GLA sequences from human prothrombin, FX, FIX, FVII, and protein C to search the sea urchin, acorn worm and amphioxus genomes were used. No GLA domains were found in sea urchin whereas only one GLA domain was found in acorn worm. It was located at N-terminus of a multiple EGF protein (XP_002740003) and was 54 % similar to human GLA of prothrombin. Two GLA domains were found to be encoded in the lancelet genome. The first GLA was located in a protein XP_002599334 found on scaffold 4 (Bfv1UA, Bfv2A: Bf_V2_145), and it was 45 % identical with GLA of human prothrombin. Blasting of GLA sequence against NCBI returned GLA domains of proline-rich Gla protein and jawed vertebrate coagulation factors IX, X, VII, protein S, protein C, prothrombin, as well as FVII, FX, and prothrombin in lamprey. The second additional, incomplete GLA protein (XP_002599944) was found on scaffold 48(Bfv1UA, Bfv2A: f_V2_138) and had 41 % identity to GLA of human prothrombin. Back-search indicated coagulation factor VII, prothrombin and proline-rich Gla protein 3 (PRRG3) in human and proteins described as coagulation factors VII and X in lamprey. The lancelet GLA domains were 41 and 31 % similar to lone GLA of acorn worm, respectively. Both of them were accompanied by EGF domains at the C-terminals. Any protease and kringle domains were present in neither acorn worm nor amphioxus K-dependent proteins.

Kringle Domains

Kringle domains were common in the sea urchin, acorn worm, and abundant in amphioxus, returning over 30, 60, and 100 hits, respectively, often repeating in the same gene. Acorn worm and sea urchin had many proteins described as “plasminogen-like”, “similar to plasminogen”, or “apolipoprotein(a)-like”. They showed 34–45 % similarity with human plasminogen kringles, some of them were proteases with zinc-dependent metalloprotease domains, but only seven proteins had kringles connected with serine protease domain at N-terminals.
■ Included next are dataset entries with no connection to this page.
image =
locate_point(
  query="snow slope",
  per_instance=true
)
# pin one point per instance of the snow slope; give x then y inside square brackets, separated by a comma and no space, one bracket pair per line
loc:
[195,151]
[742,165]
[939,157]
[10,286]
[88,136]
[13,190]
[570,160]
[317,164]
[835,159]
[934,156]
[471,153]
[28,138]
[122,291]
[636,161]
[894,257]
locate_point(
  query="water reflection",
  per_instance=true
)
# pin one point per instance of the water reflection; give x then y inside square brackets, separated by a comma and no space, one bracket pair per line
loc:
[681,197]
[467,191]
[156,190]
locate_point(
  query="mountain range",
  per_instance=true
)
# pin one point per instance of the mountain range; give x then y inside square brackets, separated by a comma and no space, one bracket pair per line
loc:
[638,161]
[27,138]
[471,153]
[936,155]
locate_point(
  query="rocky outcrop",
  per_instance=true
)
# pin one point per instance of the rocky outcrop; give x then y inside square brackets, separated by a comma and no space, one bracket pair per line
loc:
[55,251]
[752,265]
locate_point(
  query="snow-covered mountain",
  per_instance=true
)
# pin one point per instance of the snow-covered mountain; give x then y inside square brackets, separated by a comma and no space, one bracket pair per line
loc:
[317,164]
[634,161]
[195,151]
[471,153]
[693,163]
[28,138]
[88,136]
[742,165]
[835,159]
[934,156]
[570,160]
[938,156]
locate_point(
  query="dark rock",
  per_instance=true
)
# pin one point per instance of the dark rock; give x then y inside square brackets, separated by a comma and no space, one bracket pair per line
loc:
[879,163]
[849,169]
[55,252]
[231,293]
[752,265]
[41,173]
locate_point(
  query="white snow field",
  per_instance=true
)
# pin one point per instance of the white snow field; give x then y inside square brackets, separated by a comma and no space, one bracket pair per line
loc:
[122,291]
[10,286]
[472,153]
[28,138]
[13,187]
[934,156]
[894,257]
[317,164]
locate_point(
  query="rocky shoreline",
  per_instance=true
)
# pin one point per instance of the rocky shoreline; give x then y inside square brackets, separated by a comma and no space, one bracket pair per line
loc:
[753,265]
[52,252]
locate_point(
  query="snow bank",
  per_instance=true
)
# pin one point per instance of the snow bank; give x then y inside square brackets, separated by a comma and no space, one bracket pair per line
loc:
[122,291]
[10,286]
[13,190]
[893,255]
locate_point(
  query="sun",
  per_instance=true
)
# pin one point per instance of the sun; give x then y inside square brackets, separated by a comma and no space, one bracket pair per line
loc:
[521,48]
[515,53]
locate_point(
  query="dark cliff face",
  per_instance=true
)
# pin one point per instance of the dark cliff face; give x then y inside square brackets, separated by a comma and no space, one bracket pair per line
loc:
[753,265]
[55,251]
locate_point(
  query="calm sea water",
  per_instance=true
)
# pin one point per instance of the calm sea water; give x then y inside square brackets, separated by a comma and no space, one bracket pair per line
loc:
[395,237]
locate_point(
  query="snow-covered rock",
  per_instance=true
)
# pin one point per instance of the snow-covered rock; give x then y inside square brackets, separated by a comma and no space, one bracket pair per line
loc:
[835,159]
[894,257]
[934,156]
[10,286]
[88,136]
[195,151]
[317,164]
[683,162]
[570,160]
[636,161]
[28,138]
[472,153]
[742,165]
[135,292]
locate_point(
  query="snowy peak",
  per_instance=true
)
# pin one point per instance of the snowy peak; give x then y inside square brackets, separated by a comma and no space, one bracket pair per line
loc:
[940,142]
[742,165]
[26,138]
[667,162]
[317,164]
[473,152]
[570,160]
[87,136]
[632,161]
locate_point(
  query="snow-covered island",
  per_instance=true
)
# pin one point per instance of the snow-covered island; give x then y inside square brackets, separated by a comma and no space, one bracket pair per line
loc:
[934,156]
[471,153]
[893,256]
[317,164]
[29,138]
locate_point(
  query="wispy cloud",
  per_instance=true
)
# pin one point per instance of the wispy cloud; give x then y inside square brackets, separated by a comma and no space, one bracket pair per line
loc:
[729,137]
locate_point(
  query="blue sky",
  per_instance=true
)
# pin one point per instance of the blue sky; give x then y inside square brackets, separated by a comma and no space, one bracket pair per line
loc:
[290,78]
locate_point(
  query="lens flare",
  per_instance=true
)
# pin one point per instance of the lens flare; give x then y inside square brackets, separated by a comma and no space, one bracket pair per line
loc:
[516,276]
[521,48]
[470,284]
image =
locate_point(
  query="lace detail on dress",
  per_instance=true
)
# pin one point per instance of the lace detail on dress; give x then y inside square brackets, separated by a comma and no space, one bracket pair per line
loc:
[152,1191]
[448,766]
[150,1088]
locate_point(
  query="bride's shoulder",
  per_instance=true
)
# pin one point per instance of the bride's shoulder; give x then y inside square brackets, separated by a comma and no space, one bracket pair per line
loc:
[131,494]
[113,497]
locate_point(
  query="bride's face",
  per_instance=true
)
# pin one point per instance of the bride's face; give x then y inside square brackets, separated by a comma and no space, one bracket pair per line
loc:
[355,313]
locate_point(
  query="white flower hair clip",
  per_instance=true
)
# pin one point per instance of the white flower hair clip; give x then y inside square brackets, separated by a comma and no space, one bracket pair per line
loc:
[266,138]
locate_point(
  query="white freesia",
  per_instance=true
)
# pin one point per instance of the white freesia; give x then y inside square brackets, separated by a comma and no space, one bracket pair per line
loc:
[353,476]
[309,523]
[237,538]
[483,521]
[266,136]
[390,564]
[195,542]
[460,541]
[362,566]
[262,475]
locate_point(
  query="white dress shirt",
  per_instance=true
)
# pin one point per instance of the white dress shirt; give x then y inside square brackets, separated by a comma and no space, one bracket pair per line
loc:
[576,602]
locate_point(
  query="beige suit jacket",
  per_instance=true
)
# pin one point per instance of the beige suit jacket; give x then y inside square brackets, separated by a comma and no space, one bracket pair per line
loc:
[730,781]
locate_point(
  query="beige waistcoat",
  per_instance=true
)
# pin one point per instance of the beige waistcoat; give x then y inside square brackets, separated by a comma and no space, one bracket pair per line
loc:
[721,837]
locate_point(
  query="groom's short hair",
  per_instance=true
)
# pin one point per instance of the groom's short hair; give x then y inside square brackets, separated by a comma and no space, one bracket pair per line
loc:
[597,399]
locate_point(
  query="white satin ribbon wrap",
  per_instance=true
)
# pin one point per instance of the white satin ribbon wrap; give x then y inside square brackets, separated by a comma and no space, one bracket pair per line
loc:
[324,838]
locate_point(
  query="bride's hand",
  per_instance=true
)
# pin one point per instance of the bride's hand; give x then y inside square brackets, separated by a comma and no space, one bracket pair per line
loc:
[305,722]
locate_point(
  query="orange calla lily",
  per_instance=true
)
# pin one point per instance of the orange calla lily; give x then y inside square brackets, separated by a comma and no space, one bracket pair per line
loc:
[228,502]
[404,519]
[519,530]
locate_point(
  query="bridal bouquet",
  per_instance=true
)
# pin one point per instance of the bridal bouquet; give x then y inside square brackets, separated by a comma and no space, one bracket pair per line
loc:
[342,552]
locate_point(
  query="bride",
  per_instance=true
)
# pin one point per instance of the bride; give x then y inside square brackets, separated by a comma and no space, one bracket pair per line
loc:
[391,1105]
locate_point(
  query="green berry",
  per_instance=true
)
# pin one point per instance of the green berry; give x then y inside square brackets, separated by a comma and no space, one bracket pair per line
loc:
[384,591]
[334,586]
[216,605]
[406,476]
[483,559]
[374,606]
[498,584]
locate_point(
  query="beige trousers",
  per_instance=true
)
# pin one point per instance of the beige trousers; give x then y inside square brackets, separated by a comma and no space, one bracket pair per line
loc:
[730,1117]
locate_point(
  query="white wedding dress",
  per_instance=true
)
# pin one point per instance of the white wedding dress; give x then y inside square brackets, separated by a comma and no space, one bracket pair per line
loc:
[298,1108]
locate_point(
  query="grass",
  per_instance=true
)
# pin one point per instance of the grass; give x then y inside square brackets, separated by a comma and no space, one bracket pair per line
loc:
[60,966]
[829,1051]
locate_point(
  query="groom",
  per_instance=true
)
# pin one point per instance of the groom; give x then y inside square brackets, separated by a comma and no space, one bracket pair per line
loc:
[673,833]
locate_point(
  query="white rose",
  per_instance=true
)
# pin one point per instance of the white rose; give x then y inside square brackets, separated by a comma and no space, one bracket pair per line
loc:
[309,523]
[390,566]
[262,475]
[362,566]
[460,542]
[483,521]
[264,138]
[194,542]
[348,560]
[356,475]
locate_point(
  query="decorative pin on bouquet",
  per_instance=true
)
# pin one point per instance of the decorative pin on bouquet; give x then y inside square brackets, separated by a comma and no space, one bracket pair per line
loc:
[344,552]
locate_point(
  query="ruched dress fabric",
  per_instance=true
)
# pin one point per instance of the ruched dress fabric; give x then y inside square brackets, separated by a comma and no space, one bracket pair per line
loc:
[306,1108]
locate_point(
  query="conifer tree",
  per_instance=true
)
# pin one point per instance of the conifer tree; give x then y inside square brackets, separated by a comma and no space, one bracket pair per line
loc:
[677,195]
Scaffold 396 Protease Prediction and Molecular Docking

The protein found in amphioxus on scaffold 396 was chosen to predict its hypothetical spatial structure, because of its close 42 % similarity to thrombin serine domain of human. The most imminent homologs in acorn worm and sea urchin were also modeled together with thrombin of Japanese lamprey (Lethenteron japonicum) and zebra fish (Danio reiro) as well as three hypothetical predecessors (vertebrate, chordate, and deuterostome ancestor) reconstructed by ANCESCON (Fig. 5). According to the predicted spatial structure, the chordate ancestor was much more similar to vertebrate ancestor and thrombin of vertebrates than to other predicted proteins. Common ancestor of tested deuterostomes was more closely related to sea urchin and acorn worm (Fig. 5).

Fig. 5
figure 5

Thrombin evolution. Hypothetical evolution of spatial structure of thrombin-like serine protease from hypothetical ancestors to descendants: lancelet, acorn worm, sea urchin and thrombin in vertebrates based on predicted structures and known human thrombin 1FPH structure. Software used ANCESCON, Autodock Tools v 1.5.6rc1

Docking of the conserved fragments of fibrinopeptide A, hirudin and a part of PAR-1 predicted by ANCESCON amphioxus protease returned 4, 6 and 4 conformations to 9, respectively, in areas similar to those which are present in the native human thrombin. However, the ligands were bound in distinct configurations (Fig. 6).

Fig. 6
figure 6

Binding of ligands. Comparison of in vitro binding of three physiological ligands with thrombin (top pair) and in silico docking with lancelet thrombin-like protease (bottom pair), without and with ligand (ball structures). The amino acid residues on the surface of binding place are shaded with squares and their sequence is written below. Ligands a fibrinopeptide A, b hirudin, c peptide NRS. Software used Autodock Vina 1.0, Autodock Tools v 1.5.6rc1

Discussion

The last common ancestor of all chordates probably lived before the Cambrian period, 550 million years ago. According to molecular phylogeny cephalochordates diverged first, before the split between urochordates (ascidians like sea squirt C. intestinalis) and vertebrates (Putnam et al. 2008). Although the sea squirt genome examination showed some slight signs of “precoagulation” factors (Jiang and Doolittle 2003), modern ascidians, even more related molecularly to vertebrates, albeit diverse morphologically, were simplified by gene loss, exon–intron loss and genome rearrangements (Putnam et al. 2008) and might lose many of “precoagulant” proteins. Gene content, exon–intron structure, and chromosomal organization make the amphioxus genome a better surrogate for the ancestral chordate genome (Putnam et al. 2008). Hemichordates like S. kowalevskii and echinoderms like S. purpuratus are the closest relatives of chordates and may serve as good reference point. Although our study confirms that there are no authentic coagulation factors in the amphioxus (Doolittle 2009) or in pre-chordates genomes, we found extremely high amount of different coagulation-like domains that shed some additional light on beginnings of hemostasis.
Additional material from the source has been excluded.